16 Temmuz 2010 Cuma

koku'n




farkında olmadan birikmişliğim ve biriktirmişliğim var
farkında olmadan sevmişliğim ve sevilmişliğim var
farkında olmadan üzmüşlüğüm ve üzülmüşlüğüm var
farkında olmadan kanmışlığım ve kandırmışlığım var
farkında olmadan yormuşluğum ve yorulmuşluğum var
farkında olmadan tüketmişliğim ve tükenilmişliğim var
farkında olmadan "farkında olmadan"ı tekrarlamışlığım ve sıkmışlığım var
farkında olduğum bir tek koku' n var-dı...

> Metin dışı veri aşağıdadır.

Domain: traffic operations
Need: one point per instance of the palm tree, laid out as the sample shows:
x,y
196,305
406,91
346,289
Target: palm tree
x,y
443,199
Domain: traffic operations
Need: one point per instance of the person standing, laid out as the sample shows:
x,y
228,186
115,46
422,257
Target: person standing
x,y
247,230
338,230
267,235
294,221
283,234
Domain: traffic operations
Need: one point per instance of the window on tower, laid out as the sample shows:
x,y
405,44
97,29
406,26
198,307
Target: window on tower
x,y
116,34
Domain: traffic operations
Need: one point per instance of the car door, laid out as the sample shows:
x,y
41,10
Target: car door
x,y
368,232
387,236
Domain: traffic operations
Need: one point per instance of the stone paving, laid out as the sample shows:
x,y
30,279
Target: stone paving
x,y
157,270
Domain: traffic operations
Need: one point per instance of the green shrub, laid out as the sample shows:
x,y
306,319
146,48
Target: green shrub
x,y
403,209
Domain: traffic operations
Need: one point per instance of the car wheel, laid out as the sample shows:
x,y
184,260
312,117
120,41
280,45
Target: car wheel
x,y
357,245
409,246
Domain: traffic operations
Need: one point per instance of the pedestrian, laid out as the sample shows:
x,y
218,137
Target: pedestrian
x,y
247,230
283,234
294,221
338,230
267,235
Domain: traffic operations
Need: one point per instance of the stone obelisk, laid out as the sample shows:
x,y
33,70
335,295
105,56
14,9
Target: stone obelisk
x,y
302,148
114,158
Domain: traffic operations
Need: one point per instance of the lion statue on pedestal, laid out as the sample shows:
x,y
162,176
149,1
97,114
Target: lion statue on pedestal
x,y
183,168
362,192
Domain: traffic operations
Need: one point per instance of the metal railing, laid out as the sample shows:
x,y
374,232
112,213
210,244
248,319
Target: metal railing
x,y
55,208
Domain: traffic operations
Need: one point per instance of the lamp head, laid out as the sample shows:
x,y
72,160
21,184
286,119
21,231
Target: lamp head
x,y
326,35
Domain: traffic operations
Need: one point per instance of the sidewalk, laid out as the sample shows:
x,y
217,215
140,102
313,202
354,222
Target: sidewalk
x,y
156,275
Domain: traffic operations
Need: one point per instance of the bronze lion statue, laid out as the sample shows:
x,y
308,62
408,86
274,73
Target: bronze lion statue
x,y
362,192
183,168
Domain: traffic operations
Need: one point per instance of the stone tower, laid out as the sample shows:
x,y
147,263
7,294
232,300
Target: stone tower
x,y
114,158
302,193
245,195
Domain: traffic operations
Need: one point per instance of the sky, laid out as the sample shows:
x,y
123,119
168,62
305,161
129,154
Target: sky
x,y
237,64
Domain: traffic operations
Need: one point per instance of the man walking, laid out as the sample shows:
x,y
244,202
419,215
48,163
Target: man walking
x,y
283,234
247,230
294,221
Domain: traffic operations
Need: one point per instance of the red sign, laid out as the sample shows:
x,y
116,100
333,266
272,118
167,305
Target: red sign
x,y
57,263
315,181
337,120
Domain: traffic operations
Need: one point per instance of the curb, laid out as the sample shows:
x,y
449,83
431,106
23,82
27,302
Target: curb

benliğime işleyen, kazınamayacak olan koku'n var-dı...
uçup gitmesin diye, suya girmemişliğim hiç olmadı; ruhumda saklı olduğunu bilmişliğim, buna inanmışlığım var!
en son, bu şehrin yağmur kokusunu çekmiştik ya içimize bir şubat gecesi,
düz ova beklemedeydi
sessiz ve acelesiz
yağmur kokusu sarmışken tüm şehri, sarılmış, öylece vedalaşmıştık "görüşürüz" diyerek
e be arkadaş
doğru demişsin görüştük,
soğuk bir odada soğuk bir yatakta, bu sefer beni ayakta beklememeni garipseyen ben, sana koşup gelmişliğimle kalmıştım karşında bilinçsizce.
bilinçsizliğim devam niteliğinde...
yağmur kokusu, sen kokusu, bir kokusu
şimdi de toprak kokusu...
sen gittiğinden beri çok şey değişti
hiçbir şey değişmedi
sen gittiğinden beri
annen(m) sağımda baban(m) solumda, hani o çok sevdiğin!
sen gittiğinden beri,
ilk defa, ilk defa koku'n vardı uykumda...yastığınla bütünleşip huzurlu bir uykuya dalan ben,
artık uyanmayacağım.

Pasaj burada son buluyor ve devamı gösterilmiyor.